There are currently two encyclopedias that encompass a plethora of aspects related to communication management. Heath 2013 is specifically focused on the theory and history of public relations scholarship, while Heath and Johansen 2018 is located in the growing research field of strategic communication.

  • Heath, Robert L., ed. 2013. Encyclopedia of public relations. 2 vols. 2d ed. Thousand Oaks, CA: SAGE.

    The second edition of the two-volume Encyclopedia of Public Relations, first published in 2005, contains nearly 450 entries spanning all aspects of the public relations field, including concepts and theories, history of the profession, changing practices, and key practitioners. It was and remains the first and most authoritative compilation on public relations, and includes many articles focusing on managing public relations or—in a broader sense—any communication activities of organizations.

  • Heath, Robert L., and Winni Johansen, eds. 2018. The international encyclopedia of strategic communication. Hoboken, NJ: John Wiley.
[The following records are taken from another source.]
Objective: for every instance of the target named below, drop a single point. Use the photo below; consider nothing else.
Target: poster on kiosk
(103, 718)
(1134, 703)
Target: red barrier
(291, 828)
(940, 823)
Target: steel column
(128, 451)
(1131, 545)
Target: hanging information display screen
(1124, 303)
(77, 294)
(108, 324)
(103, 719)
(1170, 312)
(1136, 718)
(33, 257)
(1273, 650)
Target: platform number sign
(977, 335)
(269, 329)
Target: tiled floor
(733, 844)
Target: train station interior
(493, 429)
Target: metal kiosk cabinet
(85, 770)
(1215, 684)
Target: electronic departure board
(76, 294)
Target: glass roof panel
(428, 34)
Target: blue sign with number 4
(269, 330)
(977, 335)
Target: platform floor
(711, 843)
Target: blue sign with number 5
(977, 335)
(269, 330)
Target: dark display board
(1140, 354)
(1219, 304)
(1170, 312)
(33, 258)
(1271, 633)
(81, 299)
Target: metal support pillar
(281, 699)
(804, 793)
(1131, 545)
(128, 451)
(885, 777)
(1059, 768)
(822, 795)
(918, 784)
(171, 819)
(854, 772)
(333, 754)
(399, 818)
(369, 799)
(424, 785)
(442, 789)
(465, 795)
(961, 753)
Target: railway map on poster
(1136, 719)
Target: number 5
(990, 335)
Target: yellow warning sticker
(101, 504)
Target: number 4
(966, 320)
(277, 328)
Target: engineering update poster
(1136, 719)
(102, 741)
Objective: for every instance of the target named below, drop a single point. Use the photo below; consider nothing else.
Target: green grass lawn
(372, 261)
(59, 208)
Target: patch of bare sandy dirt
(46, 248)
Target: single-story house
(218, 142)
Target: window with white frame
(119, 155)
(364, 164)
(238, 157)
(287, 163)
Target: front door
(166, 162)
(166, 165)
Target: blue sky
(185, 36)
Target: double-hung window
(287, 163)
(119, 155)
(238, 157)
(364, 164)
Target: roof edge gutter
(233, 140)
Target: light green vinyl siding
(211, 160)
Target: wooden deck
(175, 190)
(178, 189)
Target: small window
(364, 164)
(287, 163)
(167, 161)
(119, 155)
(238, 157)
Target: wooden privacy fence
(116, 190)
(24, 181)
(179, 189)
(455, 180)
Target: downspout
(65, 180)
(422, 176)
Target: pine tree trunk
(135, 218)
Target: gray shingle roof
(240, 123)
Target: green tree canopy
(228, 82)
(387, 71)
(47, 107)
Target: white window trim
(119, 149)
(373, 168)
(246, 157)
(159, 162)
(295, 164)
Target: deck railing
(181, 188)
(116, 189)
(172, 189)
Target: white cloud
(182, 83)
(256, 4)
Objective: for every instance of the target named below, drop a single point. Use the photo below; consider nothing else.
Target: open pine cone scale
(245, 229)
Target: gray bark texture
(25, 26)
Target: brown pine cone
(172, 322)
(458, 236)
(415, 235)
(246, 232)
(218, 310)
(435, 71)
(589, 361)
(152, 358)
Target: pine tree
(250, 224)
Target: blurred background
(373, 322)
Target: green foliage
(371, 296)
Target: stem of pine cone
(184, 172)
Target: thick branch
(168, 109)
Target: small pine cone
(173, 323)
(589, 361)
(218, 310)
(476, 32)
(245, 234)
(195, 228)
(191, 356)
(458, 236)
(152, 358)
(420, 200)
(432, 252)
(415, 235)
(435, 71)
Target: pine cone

    The three-volume International Encyclopedia of Strategic Communication, written by a multidisciplinary team of authors, provides a broad overview of strategic communication research, including theory, definitions, concepts, and professional trends alongside a specific focus on the four major areas of strategy, organization, management, and sociocultural impact. It examines strategic communication from different scholarly perspectives and addresses a diverse readership, including academics and professionals in communication management, public relations, corporate communication, or marketing. Aspects of managing communications are discussed in many articles.